Anne hob ihren unverletzten Arm. Sanft schmiegten sich ihre Finger um das kalte Metall des Laufs, nahmen ihn herunter, nur um sich ihn dann an die Brust zu pressen. „Drück ab. Es ist in Ordnung." Ihre Lippen bebten.
Sie spürte, wie ihre Knie unter ihr nachgaben. Haltlos sank sie vor ihm nieder. Seine Augen weiteten sich vor Entsetzen.
„Uns war mehr als genug Zeit vergönnt." War dem so? Sie ließ ihren Zweifeln keinen Raum, um sich weiter zu entfalten.
Ihre Worte, ihre Stimme, schienen auch ihm die Kraft und den Willen zu rauben, weiterhin aufrecht zu stehen, sodass sie sich Auge in Auge auf den blutbesudelten Planken der Revenge wiederfanden. Sie versuchte ihre Aufmerksamkeit von seiner bebenden Hand abzulenken, die die Pistole so fest umklammert hielt, dass die Sehnen und Knöchel weiß hervortraten. Ihr Fokus saugte sich an seinem Gesicht fest, seinen Augen, seinen Lippen.
Alles kam auf die nächsten Sekunden an. Auf das, was er tat. Und sie wusste, dass es nur einen Weg gab, um ihn dazu bewegen abzufeuern. Sie musste ihn bis aufs Blut reizen.
Er erwiderte nichts. Starrte sie einfach nur an.
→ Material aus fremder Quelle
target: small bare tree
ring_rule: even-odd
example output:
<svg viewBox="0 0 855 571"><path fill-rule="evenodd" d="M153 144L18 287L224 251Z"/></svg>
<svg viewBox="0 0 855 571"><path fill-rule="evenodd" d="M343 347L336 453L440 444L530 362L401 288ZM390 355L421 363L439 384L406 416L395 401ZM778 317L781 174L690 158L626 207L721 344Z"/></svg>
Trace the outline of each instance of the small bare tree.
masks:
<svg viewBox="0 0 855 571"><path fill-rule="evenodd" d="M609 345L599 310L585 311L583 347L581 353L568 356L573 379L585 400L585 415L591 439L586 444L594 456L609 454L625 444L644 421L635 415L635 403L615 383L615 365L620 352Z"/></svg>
Die Furcht, die Machtlosigkeit in seinem Blick fügte ihr mehr Schmerz zu, als das genähte Loch in ihrem Fuß und der Arm in seiner stützenden Schlinge. „Jetzt tu es schon, verdammt! Oder bist du eine feige Sau, Jack?! Willst du als der Käpt'n in die Geschichte eingehen, der den Tod seiner ganzen Mannschaft zu verantworten hat, nur weil er nicht mehr Herr über sein eigenes Herz gewesen ist?! Weil er es nicht verschmerzen konnte, eine Frau zu ..."
Seine Lippen legten sich auf die ihren. Seine freie Hand schloss sich um ihren Oberkörper. Sein Zeigefinger krümmte sich um den Abzug.
Ein ohrenbetäubender Schrei entrang sich seiner Kehle, war Zeuge seiner inneren Qual, als er schließlich abdrückte.